Zing Forum

Reading

OPSD: A New On-Policy Self-Distillation Training Method for Large Language Models

OPSD (On-Policy Self-Distillation) is an innovative training method for large language models. It achieves token-level reasoning optimization through an on-policy self-distillation mechanism, significantly improving model performance while maintaining computational efficiency.
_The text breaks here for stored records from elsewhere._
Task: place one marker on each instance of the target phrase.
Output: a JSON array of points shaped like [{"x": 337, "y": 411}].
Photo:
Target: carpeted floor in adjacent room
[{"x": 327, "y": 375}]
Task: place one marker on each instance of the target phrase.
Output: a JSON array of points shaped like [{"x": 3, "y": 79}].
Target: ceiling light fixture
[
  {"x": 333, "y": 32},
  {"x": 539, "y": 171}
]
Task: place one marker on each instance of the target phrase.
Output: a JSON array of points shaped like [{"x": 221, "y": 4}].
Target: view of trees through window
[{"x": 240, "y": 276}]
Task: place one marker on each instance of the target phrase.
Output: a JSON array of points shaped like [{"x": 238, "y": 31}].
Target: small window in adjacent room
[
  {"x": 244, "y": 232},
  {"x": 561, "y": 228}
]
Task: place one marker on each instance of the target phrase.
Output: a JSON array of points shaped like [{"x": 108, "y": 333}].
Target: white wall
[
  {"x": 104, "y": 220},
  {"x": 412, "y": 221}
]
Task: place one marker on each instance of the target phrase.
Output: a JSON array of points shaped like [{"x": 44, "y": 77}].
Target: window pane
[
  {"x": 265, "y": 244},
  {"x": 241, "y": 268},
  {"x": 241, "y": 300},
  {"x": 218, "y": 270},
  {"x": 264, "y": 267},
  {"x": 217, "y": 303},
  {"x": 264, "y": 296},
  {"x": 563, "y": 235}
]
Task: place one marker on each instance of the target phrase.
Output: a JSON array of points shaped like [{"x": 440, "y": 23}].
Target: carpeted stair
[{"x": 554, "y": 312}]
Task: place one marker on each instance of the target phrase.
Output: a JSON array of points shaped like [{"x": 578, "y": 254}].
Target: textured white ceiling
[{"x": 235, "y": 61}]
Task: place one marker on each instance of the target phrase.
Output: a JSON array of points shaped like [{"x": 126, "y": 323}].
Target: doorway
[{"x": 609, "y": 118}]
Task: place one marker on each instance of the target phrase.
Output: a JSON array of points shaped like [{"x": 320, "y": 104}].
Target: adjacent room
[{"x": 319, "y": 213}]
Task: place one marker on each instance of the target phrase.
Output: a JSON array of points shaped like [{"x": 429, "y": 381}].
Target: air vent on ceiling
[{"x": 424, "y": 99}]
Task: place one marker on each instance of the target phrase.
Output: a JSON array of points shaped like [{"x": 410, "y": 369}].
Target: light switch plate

大语言模型知识蒸馏自蒸馏在线学习token级优化模型训练机器学习推理能力
Published 2026-04-28 12:15Recent activity 2026-04-28 12:18Estimated read 7 min
OPSD: A New On-Policy Self-Distillation Training Method for Large Language Models
1

Section 01

[Introduction] OPSD: Core Analysis of a New On-Policy Self-Distillation Method for Large Language Models

OPSD (On-Policy Self-Distillation) is an innovative training method for large language models, with its core mechanism being on-policy self-distillation to achieve token-level reasoning optimization. This method does not require an independent teacher model; instead, it uses the model's current strategy to generate soft targets for self-learning. While maintaining computational efficiency, it significantly improves reasoning ability, data efficiency, and generalization performance, providing an efficient solution for resource-constrained or annotation-scarce scenarios.

2

Section 02

Background and Challenges: Existing Pain Points in LLM Training

In large language model training, traditional Supervised Fine-Tuning (SFT) has limited performance in complex reasoning tasks. Existing challenges include: high cost of acquiring high-quality annotated data; traditional distillation requires pre-training a teacher model, increasing complexity; token-level fine-grained reasoning optimization remains unsolved. These issues have spurred the demand for new training paradigms.

3

Section 03

Core of OPSD Method: On-Policy Self-Distillation and Token-Level Optimization

The core idea of OPSD is that the model acts as its own teacher, learning through online generation of target distributions for self-distillation. Key innovations include:

  1. Token-level reasoning optimization: Fine-grained supervision of each generation step, using soft targets (probability distributions) instead of hard labels to obtain richer gradient signals;
  2. On-policy learning: Using the current strategy to generate samples, quickly adapting to learning progress, reducing dependence on external data, and balancing exploration and exploitation;
  3. Self-distillation framework: Eliminating the need for large teacher models, reducing computational overhead, enabling more efficient knowledge transfer, and using noise as a regularization to prevent overfitting.
4

Section 04

OPSD Training Process and Implementation Details

The training process consists of four steps:

  1. Forward generation: Generate responses from input prompts and record the probability distribution at each position;
  2. Target construction: Use the generated probability distribution as the soft target;
  3. Backward optimization: Minimize the difference between predictions and soft targets via KL divergence to update parameters;
  4. Iterative loop: Repeat the above steps for continuous improvement. In implementation, gradient clipping and learning rate scheduling are combined to ensure stability, and a temperature parameter is introduced to adjust the sharpness of the probability distribution.
5

Section 05

Performance Advantages and Application Scenarios of OPSD

Advantages:

  • Computational efficiency: No independent teacher model, reducing memory and computational overhead;
  • Reasoning ability: Token-level optimization improves multi-step reasoning (e.g., math, code generation);
  • Data efficiency: Self-distillation reduces dependence on large-scale annotated data;
  • Generalization performance: On-policy strategy adapts to new data distributions. Application scenarios: Resource-constrained environments, annotation-scarce fields (medical/legal), and improving existing models.
6

Section 06

Limitations of OPSD and Future Research Directions

Limitations: Low-quality samples in the early stage may lead to error accumulation; it is easy to fall into local optima in the later stage of training. Future directions: Introduce curriculum learning to gradually increase sample difficulty; combine offline pre-training + online policy fine-tuning; explore multi-model collaborative self-distillation frameworks.

7

Section 07

Summary and Outlook: The Significance of OPSD for LLM Training

OPSD balances computational efficiency, reasoning ability, and data efficiency, providing researchers and practitioners with an effective solution for resource-constrained scenarios. Its ideas of self-learning and fine-grained optimization are expected to play a greater role in future LLM training, and have important reference value for balancing AI efficiency and performance.